Locals in southern Yakutia share surprise over bare ground, as Russia’s leading meteorologist says some areas of Siberia are 12C too mild.
Bare ground outside the town of Olyokminsk, south of Yakutia
Videos and pictures show the unseasonal lack of a snow cover in Olyokminsk, Mirny and Oymyakon, the world's Pole of Cold, at a time of year when residents in the planet’s coldest permanently inhabited region are usually donning their thick fur coats.
Yakutia - also known as the Republic of Sakha - is the largest entity of the Russian Federation, an area almost the size of India, renowned for diamonds and permafrost.

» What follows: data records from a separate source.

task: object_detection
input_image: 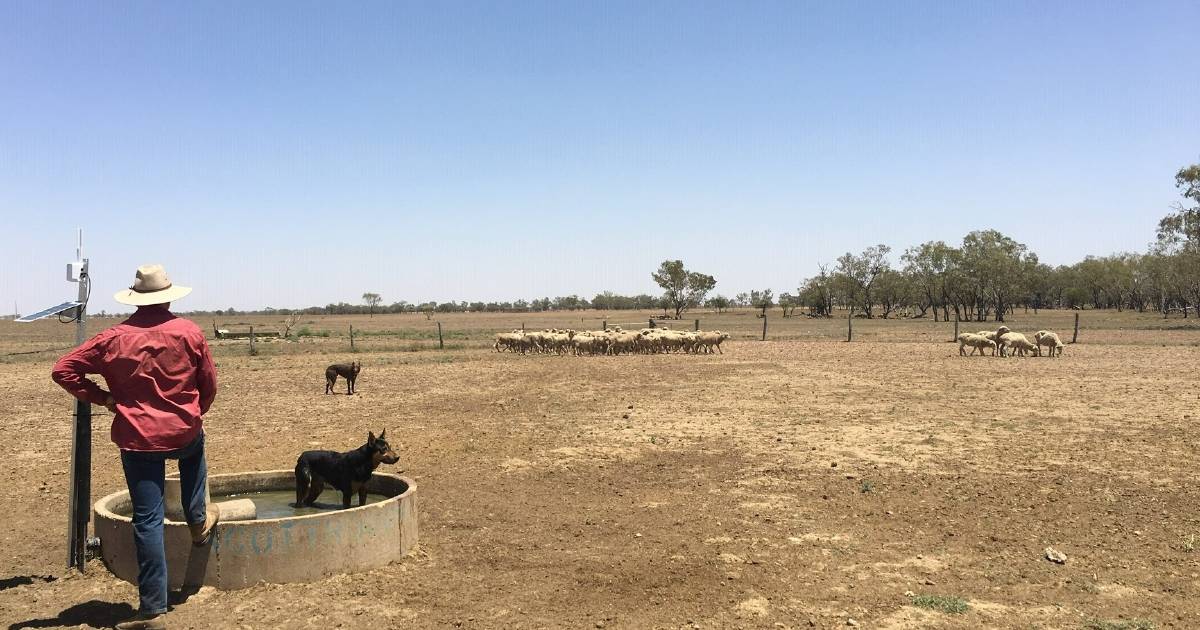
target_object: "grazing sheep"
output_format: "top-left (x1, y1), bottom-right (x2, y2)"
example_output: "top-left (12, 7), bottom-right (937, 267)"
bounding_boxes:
top-left (998, 332), bottom-right (1039, 356)
top-left (1033, 330), bottom-right (1062, 356)
top-left (959, 332), bottom-right (996, 356)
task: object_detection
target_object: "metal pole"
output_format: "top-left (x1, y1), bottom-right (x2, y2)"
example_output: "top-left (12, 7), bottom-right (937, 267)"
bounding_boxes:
top-left (67, 255), bottom-right (91, 572)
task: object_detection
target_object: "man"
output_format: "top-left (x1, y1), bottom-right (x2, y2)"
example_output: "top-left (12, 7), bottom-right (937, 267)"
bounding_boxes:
top-left (53, 265), bottom-right (217, 630)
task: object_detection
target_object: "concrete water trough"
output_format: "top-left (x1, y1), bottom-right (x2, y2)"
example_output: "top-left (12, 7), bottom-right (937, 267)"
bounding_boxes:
top-left (95, 470), bottom-right (416, 589)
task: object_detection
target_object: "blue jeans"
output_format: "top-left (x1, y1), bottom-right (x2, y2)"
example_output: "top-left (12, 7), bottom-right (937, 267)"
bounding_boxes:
top-left (121, 433), bottom-right (209, 614)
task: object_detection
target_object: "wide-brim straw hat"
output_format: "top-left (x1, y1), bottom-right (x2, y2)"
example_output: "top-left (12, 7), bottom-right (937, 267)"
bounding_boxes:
top-left (113, 265), bottom-right (192, 306)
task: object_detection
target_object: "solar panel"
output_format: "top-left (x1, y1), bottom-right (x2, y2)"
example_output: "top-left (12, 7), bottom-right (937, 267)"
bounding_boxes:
top-left (17, 302), bottom-right (83, 323)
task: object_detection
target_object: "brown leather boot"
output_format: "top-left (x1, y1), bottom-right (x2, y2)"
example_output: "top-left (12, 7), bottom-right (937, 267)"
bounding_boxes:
top-left (116, 612), bottom-right (167, 630)
top-left (187, 505), bottom-right (221, 547)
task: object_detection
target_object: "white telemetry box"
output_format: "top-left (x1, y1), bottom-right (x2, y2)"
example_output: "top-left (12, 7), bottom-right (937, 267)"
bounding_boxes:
top-left (67, 260), bottom-right (83, 282)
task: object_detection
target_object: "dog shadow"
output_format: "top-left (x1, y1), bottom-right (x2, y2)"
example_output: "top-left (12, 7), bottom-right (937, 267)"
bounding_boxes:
top-left (8, 599), bottom-right (134, 630)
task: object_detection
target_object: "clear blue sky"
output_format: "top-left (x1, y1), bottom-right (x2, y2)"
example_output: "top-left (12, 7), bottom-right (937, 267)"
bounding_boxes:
top-left (0, 0), bottom-right (1200, 312)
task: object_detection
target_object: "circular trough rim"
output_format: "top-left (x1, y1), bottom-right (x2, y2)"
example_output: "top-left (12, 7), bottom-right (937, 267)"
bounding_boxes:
top-left (94, 468), bottom-right (416, 524)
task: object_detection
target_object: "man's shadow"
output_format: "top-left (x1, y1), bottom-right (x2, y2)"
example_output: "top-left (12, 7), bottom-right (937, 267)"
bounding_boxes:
top-left (8, 599), bottom-right (134, 630)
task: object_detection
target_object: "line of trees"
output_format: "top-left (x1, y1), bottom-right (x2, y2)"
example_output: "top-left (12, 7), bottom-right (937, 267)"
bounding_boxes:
top-left (780, 164), bottom-right (1200, 322)
top-left (180, 159), bottom-right (1200, 322)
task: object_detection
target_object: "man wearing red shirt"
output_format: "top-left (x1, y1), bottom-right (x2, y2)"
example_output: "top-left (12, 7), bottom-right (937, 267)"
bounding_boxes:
top-left (53, 265), bottom-right (217, 630)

Lyubov, 38, a local librarian in Olyokminsk, said: ‘It’s really dusty here now. We have snowfalls, and the ground is frozen, but the snow cover - typical for this time of the year for us - does not settle. The snow keeps thawing.
‘The air temperature is also warm for this time of year. It’s been holding at close to zero or just above it.

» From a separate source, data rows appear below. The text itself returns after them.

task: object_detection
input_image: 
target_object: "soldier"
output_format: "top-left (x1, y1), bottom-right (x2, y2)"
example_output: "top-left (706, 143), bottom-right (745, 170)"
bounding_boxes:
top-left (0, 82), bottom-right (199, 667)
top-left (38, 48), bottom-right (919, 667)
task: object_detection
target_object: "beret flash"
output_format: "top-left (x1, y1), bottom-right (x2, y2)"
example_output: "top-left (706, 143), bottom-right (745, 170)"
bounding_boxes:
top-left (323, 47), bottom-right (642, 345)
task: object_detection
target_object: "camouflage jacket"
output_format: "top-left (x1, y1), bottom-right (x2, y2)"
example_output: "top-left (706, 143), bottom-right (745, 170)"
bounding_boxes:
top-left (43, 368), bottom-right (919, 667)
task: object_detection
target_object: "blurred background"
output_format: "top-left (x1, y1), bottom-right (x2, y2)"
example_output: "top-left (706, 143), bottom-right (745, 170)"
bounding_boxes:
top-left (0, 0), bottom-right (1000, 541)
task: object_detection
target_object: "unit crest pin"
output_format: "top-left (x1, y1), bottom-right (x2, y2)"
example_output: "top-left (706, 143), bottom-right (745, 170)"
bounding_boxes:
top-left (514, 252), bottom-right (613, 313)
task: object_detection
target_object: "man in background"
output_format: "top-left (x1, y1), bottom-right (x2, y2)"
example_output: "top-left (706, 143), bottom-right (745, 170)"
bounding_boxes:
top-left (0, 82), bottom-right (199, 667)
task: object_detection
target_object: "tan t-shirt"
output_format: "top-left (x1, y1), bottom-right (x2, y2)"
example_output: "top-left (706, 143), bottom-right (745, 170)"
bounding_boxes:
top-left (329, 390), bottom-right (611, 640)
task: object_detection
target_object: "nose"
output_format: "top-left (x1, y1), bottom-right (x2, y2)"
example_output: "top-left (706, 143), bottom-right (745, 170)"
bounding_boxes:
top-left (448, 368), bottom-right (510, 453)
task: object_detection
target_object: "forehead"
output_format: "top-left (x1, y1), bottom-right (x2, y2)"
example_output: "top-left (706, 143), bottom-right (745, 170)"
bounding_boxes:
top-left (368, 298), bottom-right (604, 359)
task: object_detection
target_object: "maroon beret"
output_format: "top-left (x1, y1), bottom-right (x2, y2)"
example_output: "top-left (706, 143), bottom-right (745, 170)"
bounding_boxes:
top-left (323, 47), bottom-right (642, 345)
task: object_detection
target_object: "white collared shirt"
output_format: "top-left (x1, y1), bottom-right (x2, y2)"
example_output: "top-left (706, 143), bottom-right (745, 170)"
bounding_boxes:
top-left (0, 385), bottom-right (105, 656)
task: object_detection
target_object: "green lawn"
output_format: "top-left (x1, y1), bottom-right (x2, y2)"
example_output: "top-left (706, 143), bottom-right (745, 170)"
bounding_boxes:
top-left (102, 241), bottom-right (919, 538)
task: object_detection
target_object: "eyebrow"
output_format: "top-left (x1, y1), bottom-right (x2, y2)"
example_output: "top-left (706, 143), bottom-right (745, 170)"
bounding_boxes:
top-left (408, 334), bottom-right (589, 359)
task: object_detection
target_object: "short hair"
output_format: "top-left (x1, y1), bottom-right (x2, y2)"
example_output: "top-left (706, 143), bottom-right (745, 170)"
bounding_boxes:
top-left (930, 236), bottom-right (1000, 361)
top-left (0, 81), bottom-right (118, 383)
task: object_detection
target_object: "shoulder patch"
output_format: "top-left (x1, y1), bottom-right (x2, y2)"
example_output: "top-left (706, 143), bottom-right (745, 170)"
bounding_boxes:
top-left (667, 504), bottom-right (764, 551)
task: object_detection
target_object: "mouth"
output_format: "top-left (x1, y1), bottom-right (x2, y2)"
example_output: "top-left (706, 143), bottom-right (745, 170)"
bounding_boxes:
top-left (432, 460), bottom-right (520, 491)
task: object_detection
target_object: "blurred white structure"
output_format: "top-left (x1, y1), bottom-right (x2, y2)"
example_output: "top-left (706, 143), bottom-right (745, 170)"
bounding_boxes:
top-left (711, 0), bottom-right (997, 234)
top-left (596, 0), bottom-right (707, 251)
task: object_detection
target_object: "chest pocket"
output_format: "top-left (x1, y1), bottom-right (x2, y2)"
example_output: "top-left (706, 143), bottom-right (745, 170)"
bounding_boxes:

‘As my mother Tatiana says, she doesn’t remember such a warm and snowless autumn. She is 69 now, in her younger years she’d be wearing heavy fur coats and fur boots by now, the river would be frozen solid, and there would be a firm cover of snow on the ground.’
Snow on strike in Yakutia; videos filmed in November 2021 show bare ground outside the town of Olyokminsk in southern Yakutia, and very little snow - very unusual for this time of year - inside Olyokminsk
In Mirny it is colder - around minus 12C - but locals report an unusual lack of settled snow until Sunday, and forecasts suggest the mild weather, by Siberian standards, will continue.
Air temperature in Oimyakon, the coldest permanently inhabited settlement in earth is at its usual for November -31C. Frost covers trees and ground, but there is no snow.
Temperatures of up to 12C above the norm are forecast for Siberia this week, and other regions across Russia’s 11 time zones are also abnormally mild, said Dr Roman Vilfand, scientific director of the country’s Hydrometeorological Centre.
'Anomalies on Friday and Saturday will be double-digit in Moscow, as well as in the Vladimir and Ryazan regions,' he said.
'An 8C degree anomaly covers the entire centre of European Russia, the entire Volga region, the Urals, all of Western Siberia, the northern half of the Krasnoyarsk Territory with 12 degree anomalies and Yakutia.'
Residents of Oymyakon, The Pole of Cold (above) and Mirny in Yakutia report no to very little snow this November
Mikhail Zheleznyak, director of the Permafrost Institute of the Siberian Branch of the Russian Academy of Sciences, told YSIA that in the past half century average temperatures have warmed by up to 4C. The warmer conditions cause the thawing of permafrost.
‘The climate has changed and will continue to change,’ he said. ‘But the most intense changes are taking place in the southern part of the permafrost zone - where we see the idleness and subsidence of permafrost.
‘Now it comes to central Yakutia, where the ice is located close to the surface. The depth of seasonal thawing here is increasing.’
The trend poses ‘serious consequences’ for Russia where some two-thirds of the country comprises permafrost, he said.